Williams says his goal in the book is to draw attention to something that has long been missed: that the West’s canonical political thinkers, not just its lowly workers, have been persistent critics of accumulated wealth. While he starts with Plato and the New Testament, it is his discussion of Rousseau, Marx, and John Stuart Mill that helps Williams register the continuities and changes in reasoning about economic inequality. Plato may have been committed to notions of natural difference, but he was also anxious, Williams observes, about the consequences of too much money concentrated in too few hands and the threats posed by too much poverty to political stability.
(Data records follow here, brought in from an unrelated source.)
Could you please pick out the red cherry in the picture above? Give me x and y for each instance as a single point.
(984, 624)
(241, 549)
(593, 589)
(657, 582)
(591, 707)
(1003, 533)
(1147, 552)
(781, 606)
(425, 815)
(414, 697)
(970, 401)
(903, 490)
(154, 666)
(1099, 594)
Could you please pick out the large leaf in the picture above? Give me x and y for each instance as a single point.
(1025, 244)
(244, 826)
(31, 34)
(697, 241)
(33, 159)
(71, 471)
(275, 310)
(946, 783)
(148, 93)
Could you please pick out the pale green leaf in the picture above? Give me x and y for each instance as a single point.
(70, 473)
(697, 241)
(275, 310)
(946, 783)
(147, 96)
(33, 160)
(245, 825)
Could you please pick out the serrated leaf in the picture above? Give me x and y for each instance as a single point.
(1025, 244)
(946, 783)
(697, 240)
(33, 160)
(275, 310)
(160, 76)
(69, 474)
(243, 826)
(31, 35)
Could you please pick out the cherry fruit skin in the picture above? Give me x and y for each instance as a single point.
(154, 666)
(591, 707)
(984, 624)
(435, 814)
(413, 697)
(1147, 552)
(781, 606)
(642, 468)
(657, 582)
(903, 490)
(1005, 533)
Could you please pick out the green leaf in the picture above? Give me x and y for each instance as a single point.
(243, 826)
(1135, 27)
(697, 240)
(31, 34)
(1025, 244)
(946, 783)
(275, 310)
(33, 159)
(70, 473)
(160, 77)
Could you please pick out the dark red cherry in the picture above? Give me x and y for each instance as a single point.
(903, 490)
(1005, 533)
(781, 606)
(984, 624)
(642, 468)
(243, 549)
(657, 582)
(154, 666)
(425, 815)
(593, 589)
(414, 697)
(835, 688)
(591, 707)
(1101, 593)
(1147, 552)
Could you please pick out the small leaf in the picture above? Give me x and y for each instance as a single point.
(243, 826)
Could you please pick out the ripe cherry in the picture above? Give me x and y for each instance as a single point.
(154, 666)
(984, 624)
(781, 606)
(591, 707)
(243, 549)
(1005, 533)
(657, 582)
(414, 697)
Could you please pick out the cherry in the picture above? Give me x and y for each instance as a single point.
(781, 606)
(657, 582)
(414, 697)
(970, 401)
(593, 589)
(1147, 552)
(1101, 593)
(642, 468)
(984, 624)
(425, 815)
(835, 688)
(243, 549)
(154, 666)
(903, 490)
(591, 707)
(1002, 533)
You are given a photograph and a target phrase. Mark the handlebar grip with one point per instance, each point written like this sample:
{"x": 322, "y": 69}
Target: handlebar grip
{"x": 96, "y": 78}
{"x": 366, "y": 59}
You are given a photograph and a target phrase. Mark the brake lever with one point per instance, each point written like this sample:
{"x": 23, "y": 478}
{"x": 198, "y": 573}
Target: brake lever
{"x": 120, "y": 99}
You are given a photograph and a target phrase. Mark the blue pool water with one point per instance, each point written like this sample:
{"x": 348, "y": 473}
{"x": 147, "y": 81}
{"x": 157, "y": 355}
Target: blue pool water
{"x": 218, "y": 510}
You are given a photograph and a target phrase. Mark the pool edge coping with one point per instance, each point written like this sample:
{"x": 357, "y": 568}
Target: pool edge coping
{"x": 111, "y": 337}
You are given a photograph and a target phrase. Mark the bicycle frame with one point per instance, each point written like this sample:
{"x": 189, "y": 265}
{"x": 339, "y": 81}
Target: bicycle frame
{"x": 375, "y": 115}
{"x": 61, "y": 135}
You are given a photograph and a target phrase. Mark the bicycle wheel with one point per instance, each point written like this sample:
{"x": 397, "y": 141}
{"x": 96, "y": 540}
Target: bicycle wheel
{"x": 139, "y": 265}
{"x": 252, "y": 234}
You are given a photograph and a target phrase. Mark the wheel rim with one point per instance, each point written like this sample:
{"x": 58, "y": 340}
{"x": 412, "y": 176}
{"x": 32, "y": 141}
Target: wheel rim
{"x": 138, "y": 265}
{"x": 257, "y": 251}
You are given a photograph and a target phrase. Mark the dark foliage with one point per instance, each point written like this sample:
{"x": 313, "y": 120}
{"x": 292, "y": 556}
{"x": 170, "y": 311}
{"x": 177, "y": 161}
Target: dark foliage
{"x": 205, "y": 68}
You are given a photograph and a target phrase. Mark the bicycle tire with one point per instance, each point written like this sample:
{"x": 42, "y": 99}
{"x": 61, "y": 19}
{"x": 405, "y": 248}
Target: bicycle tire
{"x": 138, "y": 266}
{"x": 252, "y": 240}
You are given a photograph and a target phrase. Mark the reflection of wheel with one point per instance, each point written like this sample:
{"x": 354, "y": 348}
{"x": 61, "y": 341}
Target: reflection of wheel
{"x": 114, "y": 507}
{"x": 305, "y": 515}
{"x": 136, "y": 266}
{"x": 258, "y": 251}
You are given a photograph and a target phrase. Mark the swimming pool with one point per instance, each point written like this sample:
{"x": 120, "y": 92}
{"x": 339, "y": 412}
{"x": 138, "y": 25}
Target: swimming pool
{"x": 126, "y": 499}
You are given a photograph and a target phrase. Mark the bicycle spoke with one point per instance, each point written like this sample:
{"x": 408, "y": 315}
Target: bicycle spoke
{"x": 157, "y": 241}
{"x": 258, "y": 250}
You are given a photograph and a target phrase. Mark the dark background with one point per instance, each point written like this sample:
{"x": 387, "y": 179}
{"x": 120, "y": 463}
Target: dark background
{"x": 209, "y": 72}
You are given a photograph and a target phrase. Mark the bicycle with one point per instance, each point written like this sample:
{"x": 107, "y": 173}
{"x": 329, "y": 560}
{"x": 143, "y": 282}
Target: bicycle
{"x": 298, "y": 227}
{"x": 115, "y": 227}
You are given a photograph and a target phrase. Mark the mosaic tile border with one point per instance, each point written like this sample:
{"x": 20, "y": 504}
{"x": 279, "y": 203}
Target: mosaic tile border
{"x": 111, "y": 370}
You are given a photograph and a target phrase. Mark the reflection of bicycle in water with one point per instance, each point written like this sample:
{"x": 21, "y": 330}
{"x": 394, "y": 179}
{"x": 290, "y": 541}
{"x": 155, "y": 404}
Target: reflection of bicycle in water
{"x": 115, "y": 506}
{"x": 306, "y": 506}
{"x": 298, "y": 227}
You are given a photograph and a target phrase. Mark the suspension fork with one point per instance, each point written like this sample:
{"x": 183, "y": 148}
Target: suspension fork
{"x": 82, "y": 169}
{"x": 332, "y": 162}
Rousseau vividly stressed the political costs of economic inequality—especially wealth passed from generation to generation, which established a permanent form of privilege. Even to Plato, it was obvious that envy, if allowed to become supercharged, would fuel a dangerous unrest. But for Rousseau, the dangers went further: The economic inequality of the 18th century’s new era of commerce and opulence also threatened other forms of equality.
Like McMahon, Williams discusses Marx at length in his study. It might still surprise some that Marx made so little of equality—certainly when compared with Rousseau, let alone Gracchus Babeuf, who is often credited as the first communist and called for a “conspiracy of equals” to rescue the French Revolution’s ideals. As McMahon observes, the word “equality” appears just once in The Communist Manifesto, and in a derogatory way. Whereas Rousseau focused constantly on economic inequality as an enormous problem of modern commercial societies, Marx did not. Rather, his concern was unfreedom, especially the alienation of our powers to others in an extractive labor process over which workers have no control.
Williams concedes that freedom is Marx’s preeminent goal, but he also suggests that “Marx’s concern with the problem of extreme economic inequality is a powerful animating principle underlying his critical and constructive political philosophy.” Fair enough: As the contemporary analyst of global inequality Branko Milanović discusses in his own recent survey of modern economists, Visions of Inequality, the North Atlantic of Marx’s era saw a greater and greater disparity in wealth—with the top 1 percent owning 60 percent of wealth in the United Kingdom, for example—and it is natural that economic inequality would serve as a backdrop for his thinking. But this makes it only more important that Marx considered inequality a problem not in itself but because it signaled and symbolized unfreedom: An unequal society is likely to be an unfree one too. But ultimately, for Marx, exploitation—not inequality—is the worst thing that humans can do to one another.